The idea that the activity table's primary key is id and that each row is unique (ie the name will never change for any given activity.id ), then the JOIN is safe even if the there are no tags. We'll get back at least N rows where N is the number of tag.activityId rows that have a corresponding id in activity .

So in PHP you can build the array with a single query like this.

$data = [];
foreach($result as $row) {

    $tags = ["name" => $row["tagName"], "color" => $row["tagColor"]];

    if (isset($data[$row["id"]])) {
        $data[$row["id"]]["tags"][] = $tags; 
    } else {
        $data[$row["id"]] = [
            [
                "id"   => $row["id"],
                "name" => $row["name"],
                "tags" => [$tags],
            ],
        ];
    }

}

Because the information in the activity table will never change, then the only thing we need to append is the tags, which we do by checking isset($data[$row["id"]]) inside the loop.

So from this SQLFiddle you can see a working example of the two tables where we have 4 rows in the activity , and 6 rows in the tag table. This gives us a total of 6 rows. Since one of the ids in the activity table doesn't have any tags it's excluded from the result set. To get back rows with 0 tags you can use a LEFT JOIN instead like this .

SELECT activity.id, activity.name,
       tag.activityId AS tagId, tag.name AS tagName, tag.color AS tagColor
FROM activity
LEFT JOIN tag ON tag.activityId = activity.id;

Which means we get null values for empty tag rows.
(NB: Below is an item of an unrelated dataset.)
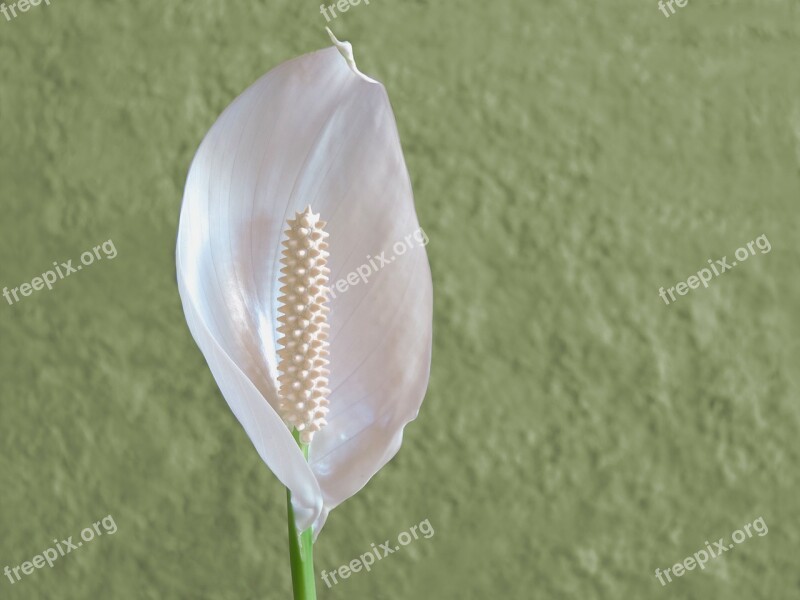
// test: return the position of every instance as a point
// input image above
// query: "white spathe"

So we can modify the PHP to look like this.

$data = [];
foreach($result as $row) {

    $tags = empty($row["tagId"]) ?: ["name" => $row["tagName"], "color" => $row["tagColor"]];

    if (isset($data[$row["id"]]) && $tags) {
        $data[$row["id"]]["tags"][] = $tags; 
    } else {
        $data[$row["id"]] = [
            [
                "id"   => $row["id"],
                "name" => $row["name"],
                "tags" => $tags ? [$tags] : [],
            ],
        ];
    }

}

So your finally output from PHP using json_encode , with the sample data in the SQLFiddle, should look something like this.

"1": {
        "id": 1,
        "name": "foo",
        "tags": [
            {
                "tagName": "tag-a",
                "tagColor": "red"
            },
            {
                "tagName": "tag-b",
                "tagColor": "green"
            },
            {
                "tagName": "tag-c",
                "tagColor": "blue"
            }
        ]
    },
    "2": {
        "id": 2,
        "name": "bar",
        "tags": [
            {
                "tagName": "tag-a",
                "tagColor": "orange"
            },
            {
                "tagName": "tag-b",
                "tagColor": "red"
            }
        ]
    },
    "3": {
        "id": 3,
        "name": "baz",
        "tags": [
            {
                "tagName": "tag-a",
                "tagColor": "purple"
            }
        ]
    },
    "4": {
        "id": 4,
        "name": "quix",
        "tags": []
    }
}